# Radish/Horseradish Spread



## norgeskog (Jan 15, 2005)

RADISH-HORSERADISH SPREAD

8 oz cream cheese (or neftachel or low fat)
3-4 Tbs prepared horseradish
2 Tbs chopped green onion
1 tsp dill weed
1/2 tsp salt
1 cup chopped red radishes
2 tsp lemon juice

Blend all ingredients together in a bowl and refrigerate for 2 hours.  Good with crackers, sliced french bread or crustini.


----------



## MJ (Jan 26, 2005)

I think I would really like this. I love horseradish.  Thanks norgeskog.


----------



## norgeskog (Jan 26, 2005)

Thanks MJ, only to happy to share my recipes, even if I do not know where they came from, and sometimes they are not original.


----------



## MJ (Jan 26, 2005)

Seems like I love all you recipes Norgeskog.

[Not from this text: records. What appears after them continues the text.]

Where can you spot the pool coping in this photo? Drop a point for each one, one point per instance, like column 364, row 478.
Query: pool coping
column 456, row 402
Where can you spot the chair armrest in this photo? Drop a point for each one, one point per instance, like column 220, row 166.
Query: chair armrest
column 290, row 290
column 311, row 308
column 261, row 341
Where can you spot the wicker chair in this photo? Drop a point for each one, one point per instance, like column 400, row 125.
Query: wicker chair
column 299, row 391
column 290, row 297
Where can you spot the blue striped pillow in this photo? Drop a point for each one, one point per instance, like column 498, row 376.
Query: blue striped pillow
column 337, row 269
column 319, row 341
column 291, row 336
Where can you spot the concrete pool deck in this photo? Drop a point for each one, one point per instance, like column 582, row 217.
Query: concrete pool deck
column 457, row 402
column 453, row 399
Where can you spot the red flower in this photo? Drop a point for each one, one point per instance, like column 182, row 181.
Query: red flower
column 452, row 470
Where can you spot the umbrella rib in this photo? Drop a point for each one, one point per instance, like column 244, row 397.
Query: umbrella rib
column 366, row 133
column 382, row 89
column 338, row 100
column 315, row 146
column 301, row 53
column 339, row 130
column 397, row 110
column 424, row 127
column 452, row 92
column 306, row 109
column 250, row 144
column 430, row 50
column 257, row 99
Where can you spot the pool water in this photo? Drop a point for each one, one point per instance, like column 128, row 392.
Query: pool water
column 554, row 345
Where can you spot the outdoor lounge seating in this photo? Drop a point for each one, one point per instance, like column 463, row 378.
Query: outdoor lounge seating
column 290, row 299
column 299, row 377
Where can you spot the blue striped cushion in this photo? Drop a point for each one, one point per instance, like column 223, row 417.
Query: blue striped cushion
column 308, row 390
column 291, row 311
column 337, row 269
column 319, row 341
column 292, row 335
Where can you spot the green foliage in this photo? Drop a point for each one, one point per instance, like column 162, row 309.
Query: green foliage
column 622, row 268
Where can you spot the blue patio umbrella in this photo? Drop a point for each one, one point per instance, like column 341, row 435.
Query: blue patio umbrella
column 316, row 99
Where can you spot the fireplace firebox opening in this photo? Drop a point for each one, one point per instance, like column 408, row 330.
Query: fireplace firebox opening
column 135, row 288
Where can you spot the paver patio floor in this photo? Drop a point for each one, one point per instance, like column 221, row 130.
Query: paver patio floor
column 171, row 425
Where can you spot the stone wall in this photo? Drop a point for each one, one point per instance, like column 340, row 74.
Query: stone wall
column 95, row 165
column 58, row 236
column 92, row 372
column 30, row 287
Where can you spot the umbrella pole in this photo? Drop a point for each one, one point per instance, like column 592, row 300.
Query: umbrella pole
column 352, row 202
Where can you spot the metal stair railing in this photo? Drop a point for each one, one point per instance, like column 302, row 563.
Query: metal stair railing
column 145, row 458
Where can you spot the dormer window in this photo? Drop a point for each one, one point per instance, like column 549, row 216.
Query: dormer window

Maybe because we are Norskies?


----------



## norgeskog (Jan 26, 2005)

MJ said:
			
		

> Seems like I love all you recipes Norgeskog. Maybe because we are Norskies?



Most likely, MJ, we all do have exceptional taste, highly intelligent, very personable, determined (not stubborn like some think), oh modesty is another trait.


----------